Media Distortion -Who Should We Believe

This article highlights a problem without a solution. Did the bloggers act to demonstrate media bias? How can a reader or listener determine if the "news" is factual or colored in any manner? How much of what we see and hear is intentional disinformation?


March 14, 2006

Chinese Bloggers Stage Hoax
Aimed at Censorship Debate
By GEOFFREY A. FOWLER and JUYING QIN
March 14, 2006; Page B3

Some well-known bloggers in China used an unlikely tool last week to make a point that Western news media and politicians misunderstand Chinese censorship. They shut themselves down.

Notices posted on the Chinese-language blogs Massage Milk and Milk Pig announced that "Due to unavoidable reasons with which everyone is familiar, this blog is temporarily closed."

Within hours, English-language bloggers and Western news media spread the word that the Chinese government had closed the sites. The BBC news service reported that Massage Milk was "closed down by the authorities," adding that the act had coincided with the annual session of the Chinese legislature. Picking up on that report and others from news services, French free-press group Reporters Without Borders issued a statement condemning the closure of the blogs.

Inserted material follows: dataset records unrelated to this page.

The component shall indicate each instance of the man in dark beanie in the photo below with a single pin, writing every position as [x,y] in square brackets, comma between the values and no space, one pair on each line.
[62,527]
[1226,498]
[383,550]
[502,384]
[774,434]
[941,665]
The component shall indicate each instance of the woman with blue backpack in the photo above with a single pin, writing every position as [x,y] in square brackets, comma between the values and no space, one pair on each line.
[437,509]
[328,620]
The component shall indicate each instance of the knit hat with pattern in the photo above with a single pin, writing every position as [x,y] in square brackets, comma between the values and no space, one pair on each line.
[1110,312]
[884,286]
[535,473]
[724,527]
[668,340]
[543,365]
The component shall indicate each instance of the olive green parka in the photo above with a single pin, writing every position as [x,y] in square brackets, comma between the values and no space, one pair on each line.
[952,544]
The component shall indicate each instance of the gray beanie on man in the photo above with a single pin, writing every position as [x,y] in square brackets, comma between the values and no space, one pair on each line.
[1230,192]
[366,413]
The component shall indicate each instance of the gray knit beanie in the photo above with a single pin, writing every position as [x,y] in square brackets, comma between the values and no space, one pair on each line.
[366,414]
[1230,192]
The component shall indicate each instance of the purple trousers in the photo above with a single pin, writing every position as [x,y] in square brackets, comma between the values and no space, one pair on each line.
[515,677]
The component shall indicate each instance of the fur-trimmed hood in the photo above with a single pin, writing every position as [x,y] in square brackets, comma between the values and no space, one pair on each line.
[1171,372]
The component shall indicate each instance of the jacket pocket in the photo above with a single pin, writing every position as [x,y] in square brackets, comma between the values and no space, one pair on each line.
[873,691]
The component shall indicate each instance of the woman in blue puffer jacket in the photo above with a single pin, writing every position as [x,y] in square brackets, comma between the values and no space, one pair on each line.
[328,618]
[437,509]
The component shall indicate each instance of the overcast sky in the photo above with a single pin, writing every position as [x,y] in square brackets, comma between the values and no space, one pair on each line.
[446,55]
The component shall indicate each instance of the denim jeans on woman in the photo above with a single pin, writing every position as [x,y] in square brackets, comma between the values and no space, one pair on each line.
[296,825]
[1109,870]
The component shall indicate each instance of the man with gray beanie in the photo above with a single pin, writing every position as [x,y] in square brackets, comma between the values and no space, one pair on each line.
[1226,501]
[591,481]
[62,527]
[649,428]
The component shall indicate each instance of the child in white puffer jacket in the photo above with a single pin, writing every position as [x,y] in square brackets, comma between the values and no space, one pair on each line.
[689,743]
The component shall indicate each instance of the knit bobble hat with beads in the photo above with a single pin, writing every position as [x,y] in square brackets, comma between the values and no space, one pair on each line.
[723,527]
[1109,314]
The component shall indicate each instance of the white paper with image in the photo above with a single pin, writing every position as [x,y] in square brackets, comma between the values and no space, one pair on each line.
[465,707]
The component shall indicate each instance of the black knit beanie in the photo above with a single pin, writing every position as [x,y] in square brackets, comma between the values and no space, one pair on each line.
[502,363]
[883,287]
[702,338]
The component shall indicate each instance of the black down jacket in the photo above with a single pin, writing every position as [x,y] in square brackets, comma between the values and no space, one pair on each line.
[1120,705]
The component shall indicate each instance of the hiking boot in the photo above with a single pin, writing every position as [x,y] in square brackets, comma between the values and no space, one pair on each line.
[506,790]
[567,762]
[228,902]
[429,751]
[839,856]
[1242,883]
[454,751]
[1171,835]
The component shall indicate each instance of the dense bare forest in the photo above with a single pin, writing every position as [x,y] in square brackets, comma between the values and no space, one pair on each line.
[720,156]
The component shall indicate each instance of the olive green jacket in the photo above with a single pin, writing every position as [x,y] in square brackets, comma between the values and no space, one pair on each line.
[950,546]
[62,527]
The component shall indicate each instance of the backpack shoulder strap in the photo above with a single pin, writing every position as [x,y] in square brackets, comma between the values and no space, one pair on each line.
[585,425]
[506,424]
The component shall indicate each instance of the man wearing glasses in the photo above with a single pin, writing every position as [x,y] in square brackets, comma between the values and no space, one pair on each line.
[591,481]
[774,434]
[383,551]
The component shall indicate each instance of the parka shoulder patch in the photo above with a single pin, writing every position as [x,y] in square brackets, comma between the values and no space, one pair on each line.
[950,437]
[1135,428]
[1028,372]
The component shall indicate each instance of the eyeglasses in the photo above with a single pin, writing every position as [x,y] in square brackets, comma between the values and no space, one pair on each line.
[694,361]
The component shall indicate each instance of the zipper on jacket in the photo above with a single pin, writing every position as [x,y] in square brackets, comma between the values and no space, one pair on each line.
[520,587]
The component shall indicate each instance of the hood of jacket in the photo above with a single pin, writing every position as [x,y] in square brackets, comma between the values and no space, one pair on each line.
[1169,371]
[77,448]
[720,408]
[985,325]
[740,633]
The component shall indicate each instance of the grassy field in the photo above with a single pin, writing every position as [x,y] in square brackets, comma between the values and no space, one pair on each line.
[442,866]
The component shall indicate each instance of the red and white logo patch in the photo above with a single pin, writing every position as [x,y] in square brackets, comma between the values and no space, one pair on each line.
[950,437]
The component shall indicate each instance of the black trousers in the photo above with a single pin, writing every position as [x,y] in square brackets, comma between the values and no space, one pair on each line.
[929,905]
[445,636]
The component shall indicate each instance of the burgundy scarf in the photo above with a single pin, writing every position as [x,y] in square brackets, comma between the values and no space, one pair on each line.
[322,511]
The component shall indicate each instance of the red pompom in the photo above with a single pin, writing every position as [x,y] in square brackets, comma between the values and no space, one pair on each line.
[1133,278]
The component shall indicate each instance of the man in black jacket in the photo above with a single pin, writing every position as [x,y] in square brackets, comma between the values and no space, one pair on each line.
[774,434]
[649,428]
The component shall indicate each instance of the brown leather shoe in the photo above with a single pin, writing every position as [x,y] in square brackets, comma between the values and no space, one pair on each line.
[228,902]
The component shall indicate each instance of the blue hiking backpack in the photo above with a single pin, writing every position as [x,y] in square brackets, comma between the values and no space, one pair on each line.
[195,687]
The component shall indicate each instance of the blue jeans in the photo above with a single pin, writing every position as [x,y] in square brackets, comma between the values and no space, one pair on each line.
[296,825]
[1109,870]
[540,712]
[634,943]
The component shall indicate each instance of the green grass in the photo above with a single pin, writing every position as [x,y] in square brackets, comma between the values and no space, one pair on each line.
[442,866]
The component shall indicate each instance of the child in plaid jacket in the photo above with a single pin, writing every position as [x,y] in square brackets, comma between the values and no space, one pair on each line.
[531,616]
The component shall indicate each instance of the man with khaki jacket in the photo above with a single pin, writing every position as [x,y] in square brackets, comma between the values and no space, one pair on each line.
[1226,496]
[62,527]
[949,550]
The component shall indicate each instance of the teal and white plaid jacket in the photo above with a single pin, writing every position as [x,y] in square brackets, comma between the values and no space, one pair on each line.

China has recently stepped up its censorship of dissent and monitoring of the Internet, late last year asking Microsoft Corp. to take down the blog of journalist Michael Anti, among other acts. After the topic hit the front pages of U.S. newspapers and magazines, Congress held hearings in February about the ways in which U.S. Internet companies cooperate with Chinese censorship.

But in this case, it appears the Chinese government wasn't involved. By Thursday, a day after the shut-downs, the blogs were back up and running.

In an interview, Beijing-based journalist Wang Xiaofeng of Massage Milk says he shut his blog down to make a point about freedom of speech -- just one directed at the West instead of at Beijing. He calls the Western press "irresponsible" and says that the hoax was designed "to give foreign media a lesson that Chinese affairs are not always the way you think."

"They are not just supposed to report based on their own perceptions, without understanding the circumstances in China," he says, noting that the BBC's report was exactly what he expected. The BBC didn't call him to discuss the issue before publishing its stories, he says.


London-based BBC reporter Sebastian Usher, who wrote the original BBC report, says he did try to contact Mr. Wang but wasn't able to reach him. "There is a knee-jerk reaction amongst journalists -- including myself -- to stories that seem to show the Chinese cracking down on freedom of expression on the Internet," he wrote in an email. The BBC later corrected its story citing a government role in the shutdowns.

Reporters Without Borders issued a correction to its statement on March 9, calling the incident a "joke." But Julien Pain, who runs the organization's Internet Freedom Desk, says he doesn't think Mr. Wang understands the consequences of the incident.

"If some bloggers start crying wolf this way," Mr. Pain says, "nobody will listen to us when we try to support those who really need help. Censorship exists, as well as repression against Internet writers."

Mr. Wang says he and Milk Pig acted jointly. Milk Pig couldn't be reached for comment.